打解けたいとは思わないけど、飲み会に一緒になることがあるならせめて会話できるようにはならないと…。
「楓ちゃん、これお願いできる?」
「はい」
午後に同じ事務派遣の内川さんが処理が必要な書類を渡してきた。
内川さんは陣内さんと同年代であり、お子さんが小さいので中々飲み会には参加できないけど、仕事中は陣内さんとともに可愛がってもらっている。
「ホント楓ちゃんは可愛いわねー。そう思うでしょ恵ちゃん?」
「ホントよねー。私の娘もこんな良い子になってくれるといいんだけど」
「わ、私は可愛くないです…」
データを打ち込んでいる時にそんなこと言わないでください…。
タイピングミスっちゃいます…。
「可愛いわよー。

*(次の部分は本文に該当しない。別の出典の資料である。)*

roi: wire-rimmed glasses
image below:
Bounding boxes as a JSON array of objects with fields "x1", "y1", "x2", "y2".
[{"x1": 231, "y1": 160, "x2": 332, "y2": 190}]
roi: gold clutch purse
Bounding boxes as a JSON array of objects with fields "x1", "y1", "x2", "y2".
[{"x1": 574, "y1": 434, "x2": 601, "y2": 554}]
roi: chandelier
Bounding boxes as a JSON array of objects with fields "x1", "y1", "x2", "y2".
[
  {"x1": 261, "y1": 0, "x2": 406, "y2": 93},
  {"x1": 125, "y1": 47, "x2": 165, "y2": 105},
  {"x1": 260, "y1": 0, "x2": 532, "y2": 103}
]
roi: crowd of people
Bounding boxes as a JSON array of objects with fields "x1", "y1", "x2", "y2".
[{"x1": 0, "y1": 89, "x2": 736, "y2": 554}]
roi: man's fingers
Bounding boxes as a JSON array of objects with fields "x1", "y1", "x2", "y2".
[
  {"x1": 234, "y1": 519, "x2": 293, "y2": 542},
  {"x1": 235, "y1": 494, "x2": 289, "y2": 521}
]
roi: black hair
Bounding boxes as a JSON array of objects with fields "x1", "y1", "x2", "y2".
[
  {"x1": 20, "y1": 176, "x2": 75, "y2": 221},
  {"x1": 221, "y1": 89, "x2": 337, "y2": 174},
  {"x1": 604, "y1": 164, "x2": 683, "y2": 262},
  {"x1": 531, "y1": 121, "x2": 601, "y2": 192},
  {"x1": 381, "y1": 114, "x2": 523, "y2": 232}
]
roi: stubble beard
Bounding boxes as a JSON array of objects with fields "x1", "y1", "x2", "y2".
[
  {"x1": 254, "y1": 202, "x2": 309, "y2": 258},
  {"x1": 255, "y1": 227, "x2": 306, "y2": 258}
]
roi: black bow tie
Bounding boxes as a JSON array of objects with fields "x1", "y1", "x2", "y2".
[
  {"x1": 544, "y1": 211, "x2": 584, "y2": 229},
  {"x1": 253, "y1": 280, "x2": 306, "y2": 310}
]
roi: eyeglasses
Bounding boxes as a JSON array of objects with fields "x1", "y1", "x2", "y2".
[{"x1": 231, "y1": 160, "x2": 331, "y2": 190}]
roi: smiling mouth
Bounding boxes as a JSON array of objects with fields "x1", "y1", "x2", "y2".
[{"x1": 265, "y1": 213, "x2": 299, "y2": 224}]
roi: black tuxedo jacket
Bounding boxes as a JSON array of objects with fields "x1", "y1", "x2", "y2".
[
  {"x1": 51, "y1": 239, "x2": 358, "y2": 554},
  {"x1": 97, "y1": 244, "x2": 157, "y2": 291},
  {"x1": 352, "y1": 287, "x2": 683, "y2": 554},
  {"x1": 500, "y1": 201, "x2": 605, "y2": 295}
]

東京に染まってない素朴な女の子って感じがして」
「薫ちゃん、それ酷くない?遠回しに田舎娘って言ってるように聞こえるわよ」
「そうじゃないわよー。こう…なんか上手く言えないけど分かってよ」
「大丈夫ですよ。田舎娘ですので、問題ないです」
「もー、そうじゃないのよー!」
秋田から出てきた田舎娘なんですから大丈夫です。
オシャレの仕方も分かりませんし、しようとも思いません。
そんなお金があるなら貯金します!
仙台のお父さんにも悪いし…。
「前任者の二村さんに比べると月とスッポンなのに」
「ほんと。思い出しただけでもイライラしちゃうわ」
「…そんなに酷かったのですか?」
同じ派遣会社みたいだけど、二村さんという方は存じ上げないです。
そんなに酷かったら担当者の方が嘆いてそうですが…。
逆に知っている人のが少ないです…。
「ねー、兵藤くん」
「クソビッチ」
陣内さんが兵藤さんに話しかけるとクソビッチという単語だけが返ってきた。
今日も兵藤さんは眠そうな顔をしているのに、パソコンに向かう指はスピードが全く落ちてません。
クソビッチって…。
「言葉が悪いわよ。まぁ、クソビッチだったのは否定しないけど」
「薫ちゃんも口悪いじゃない。やーねー」
「ビッチオブビッチ」
否定しないのですね…。
そこまで言われるって逆に何をしでかしたんですか…。
噂には酷い人だったとしか聞いていませんが。
兵藤さん、PCと睨めっこしながら会話まで拾えるんですね。
「楓ちゃんはそうなっちゃダメよ」
「自分の体は大事にしているつもりです」
お父さんに育ててもらった大事な体を安々と使ったりしない。
同じ女性として少し嫌だな…。
「無断遅刻当たり前、出社してもすぐにトイレで化粧直し。仕事を依頼すると何もしないのよ。挙句の果てには三船くんにちょっかいかけたりしてたんだから」
「…聞いただけでも同じ女性とは思えないですね」
三船さんはやっぱりモテるのですね。
別に三船さんがモテるといっても私はどうも思いませんが。
「内川さん、終わりました。陣内さん、確認お願いします」
「嘘!?楓ちゃん早いわねー」
「恵ちゃん、私たちより一回りも若いんだから当たり前よ」
「薫ちゃん。年の話はダメでしょ」
午後の余った時間で資料室のデータ化でもしようかな。